What will it mean for you at the grocery store? Likely more of the same for the time being, with some things becoming more expensive while other things come down a bit. After all, the global food crisis isn’t over and energy prices are still soaring. Gas, diesel and oil are hitting new highs almost daily.

Oil topped a record $129 today, and some analysts are saying the $130 mark isn’t far off, reports Adam Schreck for the Associated Press. Until these issues are resolved, it’s likely that consumers will see the higher prices reflected in their grocery bills.

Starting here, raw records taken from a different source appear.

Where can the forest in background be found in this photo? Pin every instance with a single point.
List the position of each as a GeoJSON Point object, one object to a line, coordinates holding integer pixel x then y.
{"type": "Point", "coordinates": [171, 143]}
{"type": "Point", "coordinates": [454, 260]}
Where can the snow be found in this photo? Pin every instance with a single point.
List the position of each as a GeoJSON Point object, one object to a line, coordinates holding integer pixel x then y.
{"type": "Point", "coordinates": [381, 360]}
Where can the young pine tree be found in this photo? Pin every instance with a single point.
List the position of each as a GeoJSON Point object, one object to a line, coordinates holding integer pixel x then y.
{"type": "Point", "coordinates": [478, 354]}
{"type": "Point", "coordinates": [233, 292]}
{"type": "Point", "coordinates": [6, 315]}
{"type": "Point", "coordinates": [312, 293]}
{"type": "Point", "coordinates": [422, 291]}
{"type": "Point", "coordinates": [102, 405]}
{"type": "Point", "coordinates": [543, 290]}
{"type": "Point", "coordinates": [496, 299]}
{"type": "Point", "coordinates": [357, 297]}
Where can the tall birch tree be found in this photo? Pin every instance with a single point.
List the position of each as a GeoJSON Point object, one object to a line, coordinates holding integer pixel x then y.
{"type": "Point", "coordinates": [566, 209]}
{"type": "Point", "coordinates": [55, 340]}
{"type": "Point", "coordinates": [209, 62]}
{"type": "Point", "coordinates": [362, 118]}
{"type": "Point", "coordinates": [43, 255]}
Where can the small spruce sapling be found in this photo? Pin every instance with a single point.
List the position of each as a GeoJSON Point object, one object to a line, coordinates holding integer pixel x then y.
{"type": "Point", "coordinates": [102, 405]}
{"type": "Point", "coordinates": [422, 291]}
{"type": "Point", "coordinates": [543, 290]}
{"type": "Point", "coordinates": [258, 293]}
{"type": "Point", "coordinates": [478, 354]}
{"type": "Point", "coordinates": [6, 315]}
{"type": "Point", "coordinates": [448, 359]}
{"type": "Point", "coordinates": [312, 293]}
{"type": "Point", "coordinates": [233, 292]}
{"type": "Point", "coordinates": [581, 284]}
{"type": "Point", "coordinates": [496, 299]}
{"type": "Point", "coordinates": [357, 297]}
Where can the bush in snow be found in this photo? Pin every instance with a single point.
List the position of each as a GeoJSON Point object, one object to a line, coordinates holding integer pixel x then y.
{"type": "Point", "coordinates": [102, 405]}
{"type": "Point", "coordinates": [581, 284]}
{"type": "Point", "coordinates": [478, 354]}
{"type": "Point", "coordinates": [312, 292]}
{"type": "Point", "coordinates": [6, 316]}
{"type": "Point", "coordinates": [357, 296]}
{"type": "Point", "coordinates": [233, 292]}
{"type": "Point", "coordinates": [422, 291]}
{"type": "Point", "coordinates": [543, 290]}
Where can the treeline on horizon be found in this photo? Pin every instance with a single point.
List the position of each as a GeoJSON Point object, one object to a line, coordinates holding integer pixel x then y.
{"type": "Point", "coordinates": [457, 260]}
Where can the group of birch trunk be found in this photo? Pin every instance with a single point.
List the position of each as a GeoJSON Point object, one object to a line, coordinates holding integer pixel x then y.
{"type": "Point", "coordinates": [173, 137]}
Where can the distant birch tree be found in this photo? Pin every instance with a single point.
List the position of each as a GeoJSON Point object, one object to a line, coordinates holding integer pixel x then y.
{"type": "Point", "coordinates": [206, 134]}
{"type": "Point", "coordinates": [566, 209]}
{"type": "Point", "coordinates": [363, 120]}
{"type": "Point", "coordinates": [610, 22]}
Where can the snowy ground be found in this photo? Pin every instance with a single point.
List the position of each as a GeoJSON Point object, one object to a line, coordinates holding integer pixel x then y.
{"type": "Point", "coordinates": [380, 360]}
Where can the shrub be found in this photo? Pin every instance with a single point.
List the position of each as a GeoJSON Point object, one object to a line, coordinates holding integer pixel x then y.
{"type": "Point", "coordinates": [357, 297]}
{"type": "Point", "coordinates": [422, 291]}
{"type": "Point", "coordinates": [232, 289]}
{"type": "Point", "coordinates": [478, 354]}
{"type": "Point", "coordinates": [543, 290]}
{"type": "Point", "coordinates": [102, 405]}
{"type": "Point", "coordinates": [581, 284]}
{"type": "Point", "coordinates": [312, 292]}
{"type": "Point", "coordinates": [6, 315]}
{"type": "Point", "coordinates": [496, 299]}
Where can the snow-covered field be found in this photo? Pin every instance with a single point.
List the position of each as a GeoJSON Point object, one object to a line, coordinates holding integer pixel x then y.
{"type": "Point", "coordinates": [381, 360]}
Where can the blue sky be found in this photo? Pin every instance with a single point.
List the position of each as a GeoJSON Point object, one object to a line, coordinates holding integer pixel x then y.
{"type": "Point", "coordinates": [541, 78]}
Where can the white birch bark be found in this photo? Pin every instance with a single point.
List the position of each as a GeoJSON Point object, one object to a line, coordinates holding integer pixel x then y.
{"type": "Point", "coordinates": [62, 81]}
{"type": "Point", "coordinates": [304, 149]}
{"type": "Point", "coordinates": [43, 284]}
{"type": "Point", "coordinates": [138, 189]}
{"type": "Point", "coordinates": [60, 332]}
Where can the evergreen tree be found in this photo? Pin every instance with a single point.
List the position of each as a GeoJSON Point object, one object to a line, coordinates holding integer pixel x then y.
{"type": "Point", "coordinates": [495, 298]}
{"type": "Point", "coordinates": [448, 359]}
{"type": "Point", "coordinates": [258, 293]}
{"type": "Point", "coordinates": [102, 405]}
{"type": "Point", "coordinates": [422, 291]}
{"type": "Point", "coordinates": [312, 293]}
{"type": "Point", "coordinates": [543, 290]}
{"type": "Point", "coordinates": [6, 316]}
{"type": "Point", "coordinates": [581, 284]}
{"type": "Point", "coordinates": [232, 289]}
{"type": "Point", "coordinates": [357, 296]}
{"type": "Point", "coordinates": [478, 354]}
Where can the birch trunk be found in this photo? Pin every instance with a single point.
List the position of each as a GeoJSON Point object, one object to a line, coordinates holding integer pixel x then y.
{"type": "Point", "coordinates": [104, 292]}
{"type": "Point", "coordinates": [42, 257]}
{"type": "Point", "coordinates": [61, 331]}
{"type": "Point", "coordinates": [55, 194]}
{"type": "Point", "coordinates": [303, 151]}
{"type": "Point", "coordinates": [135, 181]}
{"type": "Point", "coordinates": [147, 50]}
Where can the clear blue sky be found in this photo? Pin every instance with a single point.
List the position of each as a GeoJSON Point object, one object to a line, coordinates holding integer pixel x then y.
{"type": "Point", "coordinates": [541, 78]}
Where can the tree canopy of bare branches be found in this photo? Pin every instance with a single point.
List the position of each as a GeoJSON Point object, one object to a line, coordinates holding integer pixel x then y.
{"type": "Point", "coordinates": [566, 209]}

Some suggest using consumer staples funds as a defensive strategy in these volatile times, since much of the cutting back is more likely to hit discretionary items before it affects the sales of those items we need simply to live. As long as these funds are above their trend lines, they may be worth considering if they’re right for you.

Retail ETFs are down so far today in trading, including:

  • iShares Dow Jones US Consumer Goods (IYK), down 3.7% year-to-date
  • SPDR S&P Retail (XRT), up 0.7% year-to-date
  • Rydex S&P Equal Weight Consumer Staples (RHS), down 2.5% year-to-date

Read the disclosure, as Tom Lydon is a board member of Rydex Funds.